Moreover, including studies addressing the research question of interest that are grossly underpowered to detect clinically significant treatment effects slows progress to reaching a correct and definitive conclusion (Kraemer and Blasey, Reference Kraemer and Blasey2015). For 80% power using a 5% significance level and a one-tailed t test to detect a moderate treatment effect of d = 0.5 (NNT = 4) requires a minimum of 50 per group (Kraemer and Thienemann, Reference Kraemer and Thienemann1987). Of the studies included, only seven out of 35 met this threshold. Some of the included studies have <10 subjects in each group. In fact, most of the effect sizes included in the meta-analysis are derived from inadequately powered studies. These underpowered studies introduce ‘noise’ to the meta-analysis, decreasing power of tests and precision of effect size estimates. Including these data in a meta-analysis not only obscures, rather than clarifies treatment effect (Kraemer et al., Reference Kraemer, Yesavage, Gardner and Brooks1998), but also encourages more such inadequately powered studies in the future.
The interpretation of treatment effect as significant or insignificant is also problematic (Kraemer and Kupfer, Reference Kraemer and Kupfer2006). For example, the authors report that for weight outcomes at EOT g = 0.16 with a 95% CI (0.05–0.28) as a significant treatment effect (P = 0.006), but found at follow-up g = 0.11, with a 95% confidence interval (CI) (−0.04 to –0.27) interpreted as not significant based on the p value (p = 0.15), although the CIs are almost completely overlapping (Kraemer, Reference Kraemer2017). It is very unlikely that these treatment effects differ from each other. Either both indicate an advantage of specialized treatment or neither does. Further, as the authors noted, attrition rates are considerably high (20–40%), which is particularly true in long-term follow-ups. Given limited resources and difficulties in recruiting a large number of subjects, unless the studies aim for the outcomes at these follow-up assessments as primary end points, the studies are most likely underpowered to detect treatment effects at follow-ups.

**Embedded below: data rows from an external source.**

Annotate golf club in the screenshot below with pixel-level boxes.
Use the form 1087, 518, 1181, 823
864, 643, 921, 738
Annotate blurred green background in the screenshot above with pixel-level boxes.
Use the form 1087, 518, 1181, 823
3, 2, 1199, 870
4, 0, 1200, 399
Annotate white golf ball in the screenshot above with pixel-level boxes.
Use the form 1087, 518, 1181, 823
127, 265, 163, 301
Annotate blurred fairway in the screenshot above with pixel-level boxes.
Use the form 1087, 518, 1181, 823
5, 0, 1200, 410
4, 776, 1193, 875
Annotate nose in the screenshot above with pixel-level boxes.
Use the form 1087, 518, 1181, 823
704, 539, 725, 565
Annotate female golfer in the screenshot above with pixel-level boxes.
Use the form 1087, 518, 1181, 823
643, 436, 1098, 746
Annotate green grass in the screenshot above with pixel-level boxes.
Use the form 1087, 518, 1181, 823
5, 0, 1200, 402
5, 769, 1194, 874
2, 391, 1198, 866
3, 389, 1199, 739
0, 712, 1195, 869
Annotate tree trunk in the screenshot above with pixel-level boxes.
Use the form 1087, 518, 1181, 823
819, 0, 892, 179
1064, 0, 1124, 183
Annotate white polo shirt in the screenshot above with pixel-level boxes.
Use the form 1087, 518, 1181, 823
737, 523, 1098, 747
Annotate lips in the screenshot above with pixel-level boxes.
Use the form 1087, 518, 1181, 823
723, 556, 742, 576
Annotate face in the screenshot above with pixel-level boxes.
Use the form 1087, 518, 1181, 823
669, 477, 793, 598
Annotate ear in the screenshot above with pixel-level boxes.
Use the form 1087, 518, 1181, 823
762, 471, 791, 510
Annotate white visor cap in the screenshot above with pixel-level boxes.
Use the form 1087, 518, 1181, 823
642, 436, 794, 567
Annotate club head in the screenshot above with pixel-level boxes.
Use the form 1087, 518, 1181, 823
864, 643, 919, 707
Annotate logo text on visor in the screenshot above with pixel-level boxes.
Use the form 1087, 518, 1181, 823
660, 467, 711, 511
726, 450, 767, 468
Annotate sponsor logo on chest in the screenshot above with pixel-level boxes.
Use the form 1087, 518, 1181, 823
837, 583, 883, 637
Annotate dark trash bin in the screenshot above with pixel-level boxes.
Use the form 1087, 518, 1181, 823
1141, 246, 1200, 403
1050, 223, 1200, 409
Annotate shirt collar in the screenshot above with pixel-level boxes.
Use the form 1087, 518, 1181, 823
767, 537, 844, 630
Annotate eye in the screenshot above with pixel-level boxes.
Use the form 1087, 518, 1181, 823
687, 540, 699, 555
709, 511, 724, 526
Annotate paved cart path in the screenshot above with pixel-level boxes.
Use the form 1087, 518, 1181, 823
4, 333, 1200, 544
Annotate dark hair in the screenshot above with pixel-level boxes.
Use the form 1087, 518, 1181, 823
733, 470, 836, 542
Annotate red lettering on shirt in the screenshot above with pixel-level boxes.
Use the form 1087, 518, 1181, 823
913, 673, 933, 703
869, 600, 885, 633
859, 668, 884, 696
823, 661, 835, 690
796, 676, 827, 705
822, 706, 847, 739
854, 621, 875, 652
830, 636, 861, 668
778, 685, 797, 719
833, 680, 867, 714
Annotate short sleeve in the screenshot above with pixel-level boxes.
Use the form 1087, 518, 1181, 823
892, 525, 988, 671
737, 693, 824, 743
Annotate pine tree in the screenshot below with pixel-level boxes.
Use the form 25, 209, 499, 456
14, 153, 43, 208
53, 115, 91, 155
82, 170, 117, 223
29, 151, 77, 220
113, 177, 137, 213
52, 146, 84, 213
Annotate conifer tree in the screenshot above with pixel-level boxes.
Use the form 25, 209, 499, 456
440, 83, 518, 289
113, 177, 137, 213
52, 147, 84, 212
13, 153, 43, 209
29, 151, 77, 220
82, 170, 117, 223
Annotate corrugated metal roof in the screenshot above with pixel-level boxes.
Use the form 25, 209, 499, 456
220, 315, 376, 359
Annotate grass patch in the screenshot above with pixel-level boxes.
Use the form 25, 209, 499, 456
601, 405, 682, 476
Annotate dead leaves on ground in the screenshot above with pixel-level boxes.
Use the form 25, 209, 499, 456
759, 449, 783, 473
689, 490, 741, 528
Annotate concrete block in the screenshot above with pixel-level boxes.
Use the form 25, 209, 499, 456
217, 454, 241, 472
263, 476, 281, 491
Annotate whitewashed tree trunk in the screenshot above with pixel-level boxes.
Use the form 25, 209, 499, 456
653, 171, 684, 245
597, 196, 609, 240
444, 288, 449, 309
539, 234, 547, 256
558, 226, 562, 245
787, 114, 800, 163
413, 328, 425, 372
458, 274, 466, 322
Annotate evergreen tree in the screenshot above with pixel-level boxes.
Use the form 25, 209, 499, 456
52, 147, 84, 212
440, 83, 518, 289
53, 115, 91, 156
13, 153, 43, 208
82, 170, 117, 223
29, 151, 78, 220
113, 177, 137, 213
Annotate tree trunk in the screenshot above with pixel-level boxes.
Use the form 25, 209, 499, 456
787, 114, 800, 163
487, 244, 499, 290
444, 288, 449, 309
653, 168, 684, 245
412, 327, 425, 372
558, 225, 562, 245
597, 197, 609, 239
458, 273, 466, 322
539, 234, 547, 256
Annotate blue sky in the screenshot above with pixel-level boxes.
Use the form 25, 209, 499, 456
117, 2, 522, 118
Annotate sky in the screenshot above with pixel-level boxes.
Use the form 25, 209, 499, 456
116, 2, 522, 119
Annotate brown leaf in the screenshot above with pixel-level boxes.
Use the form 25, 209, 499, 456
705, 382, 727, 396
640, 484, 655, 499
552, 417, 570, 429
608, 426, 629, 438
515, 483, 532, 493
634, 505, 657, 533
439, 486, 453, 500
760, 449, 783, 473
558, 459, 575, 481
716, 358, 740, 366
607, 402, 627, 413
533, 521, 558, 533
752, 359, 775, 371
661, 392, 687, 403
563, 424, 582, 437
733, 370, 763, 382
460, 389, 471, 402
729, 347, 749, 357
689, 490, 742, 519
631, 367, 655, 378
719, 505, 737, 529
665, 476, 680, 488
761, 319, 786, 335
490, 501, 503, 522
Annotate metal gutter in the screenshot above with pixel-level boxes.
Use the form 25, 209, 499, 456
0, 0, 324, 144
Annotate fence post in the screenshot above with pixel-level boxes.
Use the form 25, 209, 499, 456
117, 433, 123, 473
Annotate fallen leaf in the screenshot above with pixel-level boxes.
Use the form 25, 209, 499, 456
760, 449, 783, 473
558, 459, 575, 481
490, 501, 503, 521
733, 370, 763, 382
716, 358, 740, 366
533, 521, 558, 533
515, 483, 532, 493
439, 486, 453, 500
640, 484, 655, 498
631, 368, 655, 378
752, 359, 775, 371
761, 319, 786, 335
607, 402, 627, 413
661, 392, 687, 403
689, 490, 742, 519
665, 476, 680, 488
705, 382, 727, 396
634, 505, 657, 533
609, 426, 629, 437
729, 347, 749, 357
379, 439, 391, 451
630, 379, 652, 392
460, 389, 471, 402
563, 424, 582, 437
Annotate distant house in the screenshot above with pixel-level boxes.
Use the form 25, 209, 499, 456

Why does all of this matter beyond considerations of improving meta-analytic methods? When a meta-analysis is conducted with the kinds of problems that this one has and thereby reaches conclusions that are questionable, unintended consequences may follow. Meta-analyses are necessary to determine whether consensus has been reached on a particular research question, thus either encouraging or discouraging further research on that question, and providing the evidence base for clinical decision-making. Consequently meta-analyses often have high impact. In this case, the concern is that patients and families will interpret these findings as suggesting that no treatment is effective for AN and either not seek treatment or not seek treatments that actually have an evidence base. At the same time, clinicians could interpret these results as suggesting that there is no reason to learn the evidence-based treatments available for AN and therefore patients will have even more limited access to effective treatment. Finally, researchers will be discouraged from further research on such questions, assuring that any erroneous conclusions here will never be corrected. These are major burdens that those who conduct meta-analyses need to keep in mind when they design, interpret, and publish meta-analyses related to treatment effectiveness.